December 17, 2001 12:00 PM ET

Computerworld - There are many ways that a supplier named IBM could be entered into a supply chain database: IBM Corp., I.B.M. Corporation, International Business Machines Corp. or a host of other variations.


Any one of those monikers might work well enough for a specific transaction. But if a company wants to see how much business it's doing with IBM overall, the name variations become a problem. The company might be doing $100 million worth of business with IBM, yet a database query might show only $20 million, depending on which name is used in the query.


The result is that the company wouldn't have a complete, accurate view of its suppliers so it could negotiate better deals and volume discounts.


"We see 20% duplicate supplier records," says Craig Verran, assistant vice president for supply chain solutions at The Dun & Bradstreet Corp. in Murray Hill, N.J., which helps companies clean up their supplier files.


That's just one small example of how uncleansed data gives a company the wrong picture of its supply chain.


"Companies are making bad operational decisions every day of the week [and losing money] because of bad data quality," says Ted Friedman, an analyst at Gartner Inc. in Stamford, Conn.

Housecleaning

Rules of thumb for a data quality initiative:



First, establish the processes to prevent errors. Then clean up the existing errors.

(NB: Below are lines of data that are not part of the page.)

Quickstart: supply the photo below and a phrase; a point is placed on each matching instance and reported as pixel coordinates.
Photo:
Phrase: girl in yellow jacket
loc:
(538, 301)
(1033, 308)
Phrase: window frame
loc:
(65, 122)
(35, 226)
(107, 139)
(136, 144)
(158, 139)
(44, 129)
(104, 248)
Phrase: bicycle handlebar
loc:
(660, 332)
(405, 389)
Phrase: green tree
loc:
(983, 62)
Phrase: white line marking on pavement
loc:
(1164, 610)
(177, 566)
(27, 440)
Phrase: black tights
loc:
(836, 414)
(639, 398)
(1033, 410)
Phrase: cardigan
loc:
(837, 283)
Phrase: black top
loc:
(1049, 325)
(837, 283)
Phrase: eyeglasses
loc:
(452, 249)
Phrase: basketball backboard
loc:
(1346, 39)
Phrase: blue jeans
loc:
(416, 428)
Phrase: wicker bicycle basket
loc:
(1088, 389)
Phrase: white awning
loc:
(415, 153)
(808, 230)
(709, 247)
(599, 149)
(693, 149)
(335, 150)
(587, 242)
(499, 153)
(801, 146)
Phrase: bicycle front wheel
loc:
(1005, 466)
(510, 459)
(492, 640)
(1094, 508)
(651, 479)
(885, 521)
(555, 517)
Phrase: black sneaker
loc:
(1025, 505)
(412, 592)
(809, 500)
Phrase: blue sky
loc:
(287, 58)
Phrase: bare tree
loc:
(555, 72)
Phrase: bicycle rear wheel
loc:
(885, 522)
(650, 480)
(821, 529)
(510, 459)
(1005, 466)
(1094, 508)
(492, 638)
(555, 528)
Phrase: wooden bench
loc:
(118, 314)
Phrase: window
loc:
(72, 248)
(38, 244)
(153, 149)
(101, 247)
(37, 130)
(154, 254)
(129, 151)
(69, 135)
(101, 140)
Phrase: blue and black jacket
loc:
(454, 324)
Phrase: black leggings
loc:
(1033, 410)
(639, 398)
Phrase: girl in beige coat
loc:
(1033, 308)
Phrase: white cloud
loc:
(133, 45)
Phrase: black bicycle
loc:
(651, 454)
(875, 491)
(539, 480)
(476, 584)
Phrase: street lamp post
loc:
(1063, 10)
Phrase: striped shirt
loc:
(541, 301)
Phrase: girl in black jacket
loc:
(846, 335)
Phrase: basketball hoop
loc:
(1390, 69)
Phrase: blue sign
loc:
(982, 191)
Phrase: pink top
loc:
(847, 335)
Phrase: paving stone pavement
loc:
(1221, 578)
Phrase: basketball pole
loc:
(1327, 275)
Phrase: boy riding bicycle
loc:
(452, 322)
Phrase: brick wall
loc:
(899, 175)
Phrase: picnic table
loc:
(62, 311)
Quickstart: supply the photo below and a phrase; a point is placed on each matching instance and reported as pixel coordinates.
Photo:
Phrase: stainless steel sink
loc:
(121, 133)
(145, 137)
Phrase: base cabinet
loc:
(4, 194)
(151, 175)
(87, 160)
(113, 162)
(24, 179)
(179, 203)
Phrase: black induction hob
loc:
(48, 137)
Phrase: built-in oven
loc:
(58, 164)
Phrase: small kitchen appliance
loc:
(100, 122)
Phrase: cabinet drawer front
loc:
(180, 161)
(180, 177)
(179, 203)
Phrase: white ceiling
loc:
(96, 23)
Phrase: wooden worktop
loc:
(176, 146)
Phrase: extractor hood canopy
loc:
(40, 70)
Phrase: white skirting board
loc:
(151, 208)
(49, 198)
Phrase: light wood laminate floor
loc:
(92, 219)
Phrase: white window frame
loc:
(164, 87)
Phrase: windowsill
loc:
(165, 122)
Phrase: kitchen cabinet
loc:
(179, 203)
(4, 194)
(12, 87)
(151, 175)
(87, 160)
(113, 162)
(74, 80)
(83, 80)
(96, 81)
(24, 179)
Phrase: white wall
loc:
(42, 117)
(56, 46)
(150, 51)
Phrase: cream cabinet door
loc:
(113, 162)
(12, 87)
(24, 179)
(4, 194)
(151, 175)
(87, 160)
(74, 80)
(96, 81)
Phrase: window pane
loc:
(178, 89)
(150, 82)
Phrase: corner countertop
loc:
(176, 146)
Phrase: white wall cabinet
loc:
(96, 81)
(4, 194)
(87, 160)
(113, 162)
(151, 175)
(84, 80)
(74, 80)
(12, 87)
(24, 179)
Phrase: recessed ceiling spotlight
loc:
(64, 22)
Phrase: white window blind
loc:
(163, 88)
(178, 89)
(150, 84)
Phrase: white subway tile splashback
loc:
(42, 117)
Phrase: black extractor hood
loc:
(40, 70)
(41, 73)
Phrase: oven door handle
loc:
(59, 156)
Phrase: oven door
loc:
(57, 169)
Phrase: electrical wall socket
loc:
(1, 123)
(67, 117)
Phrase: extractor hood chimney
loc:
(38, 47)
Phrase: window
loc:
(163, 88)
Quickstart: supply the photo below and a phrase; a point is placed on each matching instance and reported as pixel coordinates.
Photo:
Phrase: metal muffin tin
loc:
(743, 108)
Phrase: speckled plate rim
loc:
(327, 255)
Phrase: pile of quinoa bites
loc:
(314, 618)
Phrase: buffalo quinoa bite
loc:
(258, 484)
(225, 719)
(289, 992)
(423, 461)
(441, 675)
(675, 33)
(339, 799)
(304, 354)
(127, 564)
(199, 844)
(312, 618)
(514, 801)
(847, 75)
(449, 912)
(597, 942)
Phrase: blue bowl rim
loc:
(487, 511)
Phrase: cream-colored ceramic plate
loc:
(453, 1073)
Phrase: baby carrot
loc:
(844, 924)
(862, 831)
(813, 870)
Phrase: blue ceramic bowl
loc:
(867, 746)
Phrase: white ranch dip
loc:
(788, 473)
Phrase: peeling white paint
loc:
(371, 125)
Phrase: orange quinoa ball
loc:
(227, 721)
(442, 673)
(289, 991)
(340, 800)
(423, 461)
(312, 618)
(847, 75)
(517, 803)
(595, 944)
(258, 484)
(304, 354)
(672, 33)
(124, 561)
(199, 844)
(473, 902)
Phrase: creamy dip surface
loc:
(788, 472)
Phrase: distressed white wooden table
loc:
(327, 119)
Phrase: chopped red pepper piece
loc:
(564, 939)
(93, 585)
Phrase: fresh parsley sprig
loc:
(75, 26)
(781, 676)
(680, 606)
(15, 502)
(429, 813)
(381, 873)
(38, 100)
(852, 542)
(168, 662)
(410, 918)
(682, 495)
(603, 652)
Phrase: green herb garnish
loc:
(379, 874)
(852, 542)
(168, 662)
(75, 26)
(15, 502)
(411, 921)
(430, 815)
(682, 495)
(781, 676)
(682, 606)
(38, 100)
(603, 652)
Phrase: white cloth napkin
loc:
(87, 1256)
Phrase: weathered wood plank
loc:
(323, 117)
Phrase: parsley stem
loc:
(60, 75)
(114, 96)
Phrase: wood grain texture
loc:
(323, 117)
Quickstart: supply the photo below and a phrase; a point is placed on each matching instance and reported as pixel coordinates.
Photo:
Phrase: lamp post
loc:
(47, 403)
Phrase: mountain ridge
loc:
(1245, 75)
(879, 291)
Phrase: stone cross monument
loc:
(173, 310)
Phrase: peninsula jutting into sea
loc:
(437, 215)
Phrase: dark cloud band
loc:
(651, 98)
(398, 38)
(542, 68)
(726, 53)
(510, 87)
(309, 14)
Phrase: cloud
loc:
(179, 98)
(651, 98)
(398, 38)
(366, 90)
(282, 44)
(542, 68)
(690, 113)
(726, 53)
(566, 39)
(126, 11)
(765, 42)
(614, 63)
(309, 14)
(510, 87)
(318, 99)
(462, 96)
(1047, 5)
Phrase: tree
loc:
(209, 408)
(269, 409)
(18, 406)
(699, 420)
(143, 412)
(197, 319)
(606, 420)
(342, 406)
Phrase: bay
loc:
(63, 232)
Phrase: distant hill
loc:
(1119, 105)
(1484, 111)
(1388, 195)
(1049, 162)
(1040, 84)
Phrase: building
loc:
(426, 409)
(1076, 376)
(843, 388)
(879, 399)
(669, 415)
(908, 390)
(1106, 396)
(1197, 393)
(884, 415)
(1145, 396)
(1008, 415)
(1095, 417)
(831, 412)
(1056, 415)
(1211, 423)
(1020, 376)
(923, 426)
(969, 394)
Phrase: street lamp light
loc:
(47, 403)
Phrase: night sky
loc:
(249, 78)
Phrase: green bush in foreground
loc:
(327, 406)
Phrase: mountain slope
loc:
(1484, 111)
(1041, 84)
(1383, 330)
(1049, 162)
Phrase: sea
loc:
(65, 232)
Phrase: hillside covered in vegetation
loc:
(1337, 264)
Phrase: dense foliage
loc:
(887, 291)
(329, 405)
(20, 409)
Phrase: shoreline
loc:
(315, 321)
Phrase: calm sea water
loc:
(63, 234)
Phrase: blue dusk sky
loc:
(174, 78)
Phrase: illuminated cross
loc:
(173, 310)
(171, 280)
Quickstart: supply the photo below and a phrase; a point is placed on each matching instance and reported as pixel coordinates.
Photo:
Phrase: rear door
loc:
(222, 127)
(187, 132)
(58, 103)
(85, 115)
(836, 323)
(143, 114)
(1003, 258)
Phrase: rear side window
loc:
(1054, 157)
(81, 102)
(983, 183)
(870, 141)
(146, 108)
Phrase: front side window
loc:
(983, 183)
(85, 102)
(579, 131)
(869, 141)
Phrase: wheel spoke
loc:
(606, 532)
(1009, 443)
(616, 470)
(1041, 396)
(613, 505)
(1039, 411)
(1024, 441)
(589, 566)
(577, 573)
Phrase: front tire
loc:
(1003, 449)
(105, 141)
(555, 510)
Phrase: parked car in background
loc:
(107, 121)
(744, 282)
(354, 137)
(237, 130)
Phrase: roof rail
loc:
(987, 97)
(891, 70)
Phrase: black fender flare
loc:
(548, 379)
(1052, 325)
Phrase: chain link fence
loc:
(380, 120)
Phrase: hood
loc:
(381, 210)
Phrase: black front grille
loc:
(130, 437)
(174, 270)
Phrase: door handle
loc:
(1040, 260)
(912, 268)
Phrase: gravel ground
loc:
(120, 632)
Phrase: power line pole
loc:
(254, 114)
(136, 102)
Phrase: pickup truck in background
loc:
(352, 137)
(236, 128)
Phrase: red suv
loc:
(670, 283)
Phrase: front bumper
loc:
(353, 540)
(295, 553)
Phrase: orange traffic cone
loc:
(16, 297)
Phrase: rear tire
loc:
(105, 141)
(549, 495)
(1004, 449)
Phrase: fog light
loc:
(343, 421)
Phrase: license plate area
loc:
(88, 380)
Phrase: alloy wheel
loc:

Start with critical data suppliers: Insist they provide accurate and current data.

Focus on the most important data.

Meet the most important data needs of the most important customers.

Don’t be seduced by cleanup tools. They’re no substitute for preventing errors.

Pick specific software tools to solve specific problems rather than general tools for general problems.
Source: Data Quality: The Field Guide, by Thomas C. Redman (Digital Press, 2001).

Poor data management is costing global businesses more than $1.4 billion per year in billing, accounting and inventory snafus, according to a survey of 599 companies by PricewaterhouseCoopers in New York. One-third of the companies say that "dirty data" forced them to delay or scrap a new system.


"We have had major [supply chain] software projects fail for lack of good data," says Donald Carlson, director of data and configuration management at Motorola Inc.'s semiconductor products group in Austin, Texas. In a presentation at a recent data quality conference, he recalled how a new supply chain planning system had to be scrapped because bills of material were hit by a triple whammy: incomplete data, inaccurate data and different data formats in different countries.